Context Basics

We will understand what things LLM already knows and what things we must provide to get our task done.

What is Context?

Context refers to the surrounding information and circumstances that give meaning to data, conversations, or tasks in AI systems.

From the example in previous section (please go through it if you haven’t), extra context is provided like :

The current DBMS type : Clickhouse
Name of the DBMS : There can be multiple servers in Clickhouse, which one do we want to execute on ?
Database (inside the DBMS) : For Postgres this is relevant as we have to mention which Databases to connect to, before querying
Deployment Metadata : It is running in docker ? Cloud ? Systemd ? or something custom

There are a lot more, but hopefully we have a good idea now.

NOTE : Credentials are not provided to LLM, but they are routed through frontend (whatever you have configured at that moment as default)

What does LLM know ?

You can safely assume LLM has been trained on all publicly available data on Internet. But that doesn’t mean it will remember everything, or that such knowledge will surface even.

You can assume it has read and understood documentation on Clickhouse, as this name is unique. Whereas it can confuse “Apache Spark” with the English word “Spark” if you have just said “Tell me about Spark” How you frame it, and the complete context helps it catch onto the right topic. Given system_prompt already has mention of Databases, if you just say “Spark” it will likely assume Apache Spark.

LLM possibly knows all public internet data, but the right phrases and context are required to trigger that knowledge.
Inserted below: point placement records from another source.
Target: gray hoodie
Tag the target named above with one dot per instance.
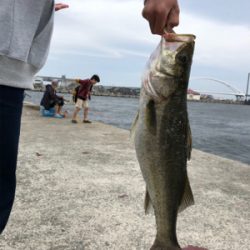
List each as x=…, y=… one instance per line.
x=25, y=32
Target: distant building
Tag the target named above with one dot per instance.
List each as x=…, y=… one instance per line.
x=193, y=95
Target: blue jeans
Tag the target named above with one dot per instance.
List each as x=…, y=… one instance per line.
x=11, y=102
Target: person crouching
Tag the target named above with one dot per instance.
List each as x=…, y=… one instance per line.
x=51, y=104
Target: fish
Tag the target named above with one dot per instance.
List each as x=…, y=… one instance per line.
x=162, y=135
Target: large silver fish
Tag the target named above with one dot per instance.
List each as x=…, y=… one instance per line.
x=162, y=135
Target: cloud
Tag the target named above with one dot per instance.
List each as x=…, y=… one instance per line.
x=113, y=29
x=113, y=36
x=218, y=43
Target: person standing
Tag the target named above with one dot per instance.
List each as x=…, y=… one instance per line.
x=25, y=34
x=83, y=95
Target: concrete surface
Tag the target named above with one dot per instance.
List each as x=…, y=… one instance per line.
x=79, y=187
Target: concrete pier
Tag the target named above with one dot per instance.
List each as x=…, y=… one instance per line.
x=79, y=187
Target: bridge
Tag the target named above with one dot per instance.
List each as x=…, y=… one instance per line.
x=240, y=96
x=234, y=91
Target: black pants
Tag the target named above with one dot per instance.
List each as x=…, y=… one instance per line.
x=11, y=102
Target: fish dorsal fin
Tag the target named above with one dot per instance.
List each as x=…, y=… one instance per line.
x=187, y=198
x=150, y=117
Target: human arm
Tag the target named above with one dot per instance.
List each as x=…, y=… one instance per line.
x=161, y=15
x=60, y=6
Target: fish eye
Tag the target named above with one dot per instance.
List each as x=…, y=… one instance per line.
x=183, y=59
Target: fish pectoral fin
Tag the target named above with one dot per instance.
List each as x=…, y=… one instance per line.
x=133, y=126
x=150, y=117
x=147, y=203
x=187, y=198
x=189, y=142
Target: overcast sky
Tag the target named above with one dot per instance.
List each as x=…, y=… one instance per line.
x=112, y=39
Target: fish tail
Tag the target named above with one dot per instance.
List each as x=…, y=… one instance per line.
x=187, y=198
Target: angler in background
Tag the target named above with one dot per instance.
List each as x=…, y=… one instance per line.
x=82, y=96
x=51, y=103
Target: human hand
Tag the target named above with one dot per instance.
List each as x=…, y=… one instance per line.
x=193, y=248
x=60, y=6
x=162, y=15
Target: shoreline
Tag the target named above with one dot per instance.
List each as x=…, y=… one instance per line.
x=137, y=97
x=82, y=188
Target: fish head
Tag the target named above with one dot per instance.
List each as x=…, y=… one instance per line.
x=169, y=66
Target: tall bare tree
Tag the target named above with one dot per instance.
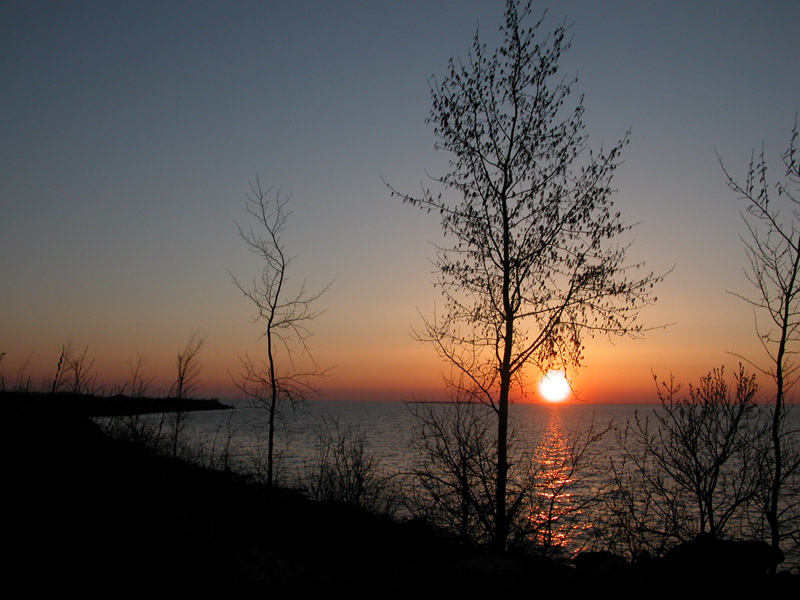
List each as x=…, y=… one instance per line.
x=187, y=380
x=283, y=311
x=535, y=263
x=772, y=244
x=188, y=368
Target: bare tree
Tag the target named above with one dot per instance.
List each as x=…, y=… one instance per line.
x=188, y=368
x=693, y=465
x=346, y=470
x=283, y=312
x=535, y=264
x=140, y=381
x=187, y=380
x=81, y=378
x=772, y=244
x=451, y=481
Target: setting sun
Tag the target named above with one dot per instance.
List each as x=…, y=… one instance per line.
x=554, y=387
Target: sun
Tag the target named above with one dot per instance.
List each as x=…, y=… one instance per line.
x=554, y=386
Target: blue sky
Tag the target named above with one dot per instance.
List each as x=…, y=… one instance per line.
x=129, y=132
Following are the things you can expect LLM already knows

Very good understanding of SQL
Good understanding of surface level architecture of different DBMS, especially PostgreSQL, MySQL. We have seen it understands ClickHouse also fairly deeply
It can reason about what you table represents if column name and table names are appropriate — which is generally true for production.

What it will struggle with (without extra context):

How efficient/inefficient a query is — although it can analyze it with right tools
What your production bug is (Incerto provides lot of context to help with this)
Niche optimizations or when to apply which one. It might have some loose idea.

LLM knowledge is a function of that knowledge’s availability on reliable sources on internet (before the time of training of LLM)

LLM training date

The public data is always expanding and it matters when the underlying LLM was trained. LLMs do not undergo continuous training for usability and consistency reasons.

Incerto (and other applications too) are always updated with latest offerings and set them as default so you are mostly sorted there.